The homologous recombination DNA repair pathway is one of the mechanisms that the body uses to stop your cells turning cancerous in response to environmental stress.
One of the most important components of this pathway is Tumor protein P53 (p53), the “guardian of the genome”. It protects our cells from cellular damage. Under cellular stress, p53 jumps into action, regulating gene expression to control DNA repair, cell division and cell death. It is the most commonly mutated gene in cancer.
In October 2021, two revered scientists, called Jiang and Mei, had a paper published, after peer review, in MDPI, showing that the SARS-Cov-2 spike protein obliterated the DNA repair mechanism in lymphocytes.
The viral spike protein was so toxic to this pathway that it knocked 90% of it out. If the whole spike protein got into the nucleus (in the ovaries), and enough of it was produced and hung around long enough before the body was able to get rid of it all, it would cause cancer. Fortunately, in the case of naturally infection, this is unlikely to occur.

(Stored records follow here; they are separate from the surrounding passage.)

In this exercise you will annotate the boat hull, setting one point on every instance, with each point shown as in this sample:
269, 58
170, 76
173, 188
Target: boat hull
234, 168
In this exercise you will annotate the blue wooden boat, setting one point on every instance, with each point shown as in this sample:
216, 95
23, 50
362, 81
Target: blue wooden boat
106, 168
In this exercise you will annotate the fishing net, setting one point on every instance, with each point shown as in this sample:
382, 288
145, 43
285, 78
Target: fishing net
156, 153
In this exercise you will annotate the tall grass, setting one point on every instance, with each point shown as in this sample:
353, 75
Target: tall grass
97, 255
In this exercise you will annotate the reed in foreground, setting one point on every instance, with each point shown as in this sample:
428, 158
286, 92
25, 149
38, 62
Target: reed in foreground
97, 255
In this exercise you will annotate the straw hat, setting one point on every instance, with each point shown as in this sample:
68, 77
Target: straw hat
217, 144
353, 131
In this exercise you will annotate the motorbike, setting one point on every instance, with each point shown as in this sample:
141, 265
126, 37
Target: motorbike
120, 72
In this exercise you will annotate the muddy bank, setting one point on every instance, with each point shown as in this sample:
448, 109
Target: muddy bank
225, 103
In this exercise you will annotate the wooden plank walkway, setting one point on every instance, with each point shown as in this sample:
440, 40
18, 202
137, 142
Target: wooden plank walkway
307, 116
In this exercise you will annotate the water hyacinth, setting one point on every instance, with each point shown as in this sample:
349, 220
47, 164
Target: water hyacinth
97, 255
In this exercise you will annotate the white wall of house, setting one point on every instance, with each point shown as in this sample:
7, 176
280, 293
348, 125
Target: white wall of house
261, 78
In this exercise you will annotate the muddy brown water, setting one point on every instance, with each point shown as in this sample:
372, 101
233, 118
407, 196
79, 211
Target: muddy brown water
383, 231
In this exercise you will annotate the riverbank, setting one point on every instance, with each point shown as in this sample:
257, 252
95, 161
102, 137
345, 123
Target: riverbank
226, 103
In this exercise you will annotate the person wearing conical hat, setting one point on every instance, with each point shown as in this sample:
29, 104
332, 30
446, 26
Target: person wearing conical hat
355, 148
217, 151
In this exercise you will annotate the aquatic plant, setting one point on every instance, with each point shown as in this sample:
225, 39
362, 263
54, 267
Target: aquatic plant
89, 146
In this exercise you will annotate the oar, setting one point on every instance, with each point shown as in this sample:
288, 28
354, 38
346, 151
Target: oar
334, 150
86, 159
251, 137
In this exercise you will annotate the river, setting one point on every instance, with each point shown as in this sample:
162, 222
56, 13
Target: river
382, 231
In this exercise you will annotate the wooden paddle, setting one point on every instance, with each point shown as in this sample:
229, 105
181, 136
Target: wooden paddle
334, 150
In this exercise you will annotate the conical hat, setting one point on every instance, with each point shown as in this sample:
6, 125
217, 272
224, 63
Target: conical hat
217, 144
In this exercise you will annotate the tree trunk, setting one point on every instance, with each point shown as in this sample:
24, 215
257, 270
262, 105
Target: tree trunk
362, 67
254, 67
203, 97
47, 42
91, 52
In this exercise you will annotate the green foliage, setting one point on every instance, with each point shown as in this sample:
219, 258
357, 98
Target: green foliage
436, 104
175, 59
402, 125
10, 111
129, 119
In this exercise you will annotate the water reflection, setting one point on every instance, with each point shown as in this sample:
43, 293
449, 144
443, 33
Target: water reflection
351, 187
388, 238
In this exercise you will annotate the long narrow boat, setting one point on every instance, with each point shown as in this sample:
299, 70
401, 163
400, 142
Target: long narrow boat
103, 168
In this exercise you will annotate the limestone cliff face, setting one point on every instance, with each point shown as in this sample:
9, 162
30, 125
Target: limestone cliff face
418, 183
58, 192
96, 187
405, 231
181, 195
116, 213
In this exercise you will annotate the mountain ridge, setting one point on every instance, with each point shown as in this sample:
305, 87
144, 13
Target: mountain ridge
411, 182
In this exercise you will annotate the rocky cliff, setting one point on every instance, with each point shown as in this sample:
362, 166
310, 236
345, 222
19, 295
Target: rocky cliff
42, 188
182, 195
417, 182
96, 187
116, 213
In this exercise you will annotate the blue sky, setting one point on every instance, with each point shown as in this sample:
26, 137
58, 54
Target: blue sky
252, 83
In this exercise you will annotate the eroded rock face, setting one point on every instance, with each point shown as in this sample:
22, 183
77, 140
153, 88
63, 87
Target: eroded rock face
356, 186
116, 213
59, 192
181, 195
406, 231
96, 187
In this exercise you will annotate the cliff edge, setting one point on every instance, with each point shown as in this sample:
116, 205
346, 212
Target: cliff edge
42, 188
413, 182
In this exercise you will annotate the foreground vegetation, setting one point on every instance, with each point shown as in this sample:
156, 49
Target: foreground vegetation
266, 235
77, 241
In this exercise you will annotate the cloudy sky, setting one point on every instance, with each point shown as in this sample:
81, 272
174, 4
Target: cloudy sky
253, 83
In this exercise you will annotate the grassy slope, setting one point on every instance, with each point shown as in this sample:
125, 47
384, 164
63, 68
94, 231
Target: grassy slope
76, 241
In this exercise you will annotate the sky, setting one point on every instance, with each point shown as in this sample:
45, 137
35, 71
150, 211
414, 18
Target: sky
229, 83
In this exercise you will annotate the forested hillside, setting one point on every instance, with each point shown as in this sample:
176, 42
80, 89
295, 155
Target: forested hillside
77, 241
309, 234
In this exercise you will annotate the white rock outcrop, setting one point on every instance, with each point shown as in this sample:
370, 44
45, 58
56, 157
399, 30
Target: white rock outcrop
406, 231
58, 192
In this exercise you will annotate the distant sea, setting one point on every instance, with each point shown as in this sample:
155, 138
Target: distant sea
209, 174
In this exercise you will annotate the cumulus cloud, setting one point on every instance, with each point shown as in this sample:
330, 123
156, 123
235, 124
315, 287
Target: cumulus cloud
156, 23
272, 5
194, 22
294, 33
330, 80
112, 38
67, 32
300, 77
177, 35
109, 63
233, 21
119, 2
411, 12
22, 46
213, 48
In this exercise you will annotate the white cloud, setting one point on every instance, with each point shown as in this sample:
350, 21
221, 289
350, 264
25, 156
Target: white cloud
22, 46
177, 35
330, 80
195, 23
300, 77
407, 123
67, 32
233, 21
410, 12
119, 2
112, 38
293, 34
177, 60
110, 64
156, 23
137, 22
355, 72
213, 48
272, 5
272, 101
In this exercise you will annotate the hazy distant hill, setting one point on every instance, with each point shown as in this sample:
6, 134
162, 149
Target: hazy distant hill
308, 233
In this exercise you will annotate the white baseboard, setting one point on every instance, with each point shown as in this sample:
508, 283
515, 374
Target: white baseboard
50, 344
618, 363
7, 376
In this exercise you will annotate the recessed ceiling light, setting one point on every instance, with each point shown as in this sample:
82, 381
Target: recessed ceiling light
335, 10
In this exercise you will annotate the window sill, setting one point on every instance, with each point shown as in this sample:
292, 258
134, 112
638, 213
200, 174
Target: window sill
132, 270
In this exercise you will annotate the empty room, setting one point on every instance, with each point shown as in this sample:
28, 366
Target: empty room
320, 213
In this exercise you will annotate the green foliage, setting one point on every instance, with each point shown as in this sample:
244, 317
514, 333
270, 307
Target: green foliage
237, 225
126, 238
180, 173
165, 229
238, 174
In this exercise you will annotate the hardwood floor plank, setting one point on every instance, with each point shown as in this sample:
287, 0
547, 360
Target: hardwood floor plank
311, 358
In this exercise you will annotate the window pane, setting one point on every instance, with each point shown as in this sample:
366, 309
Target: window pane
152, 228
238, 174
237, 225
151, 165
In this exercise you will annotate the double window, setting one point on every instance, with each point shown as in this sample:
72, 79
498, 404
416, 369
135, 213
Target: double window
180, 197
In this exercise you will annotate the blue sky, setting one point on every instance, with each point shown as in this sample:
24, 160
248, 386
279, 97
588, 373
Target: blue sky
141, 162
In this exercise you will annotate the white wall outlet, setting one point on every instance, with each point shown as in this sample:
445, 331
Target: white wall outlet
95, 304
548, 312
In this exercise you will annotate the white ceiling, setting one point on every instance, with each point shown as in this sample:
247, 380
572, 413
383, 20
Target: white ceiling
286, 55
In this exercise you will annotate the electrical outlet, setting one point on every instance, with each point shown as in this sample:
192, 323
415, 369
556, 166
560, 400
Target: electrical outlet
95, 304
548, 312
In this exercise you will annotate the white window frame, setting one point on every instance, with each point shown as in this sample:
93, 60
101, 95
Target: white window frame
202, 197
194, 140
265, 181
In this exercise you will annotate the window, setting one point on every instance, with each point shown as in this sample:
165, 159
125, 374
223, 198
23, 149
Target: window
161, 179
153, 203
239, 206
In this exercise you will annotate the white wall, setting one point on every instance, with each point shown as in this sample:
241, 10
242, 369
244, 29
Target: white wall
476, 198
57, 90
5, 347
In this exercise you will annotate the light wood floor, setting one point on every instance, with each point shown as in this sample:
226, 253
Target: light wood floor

Unfortunately, the experimental mRNA toxshot induces spike protein to be produced (the full length spike exactly matching – amino acid for amino acid – the full length of the viral spike protein¹) in and around the cell nucleus² and is produced for at least 60 days and almost certainly longer³.
“Fact checkers” said the viral spike protein doesn’t get in the nucleus despite the expert scientists showing that it absolutely does.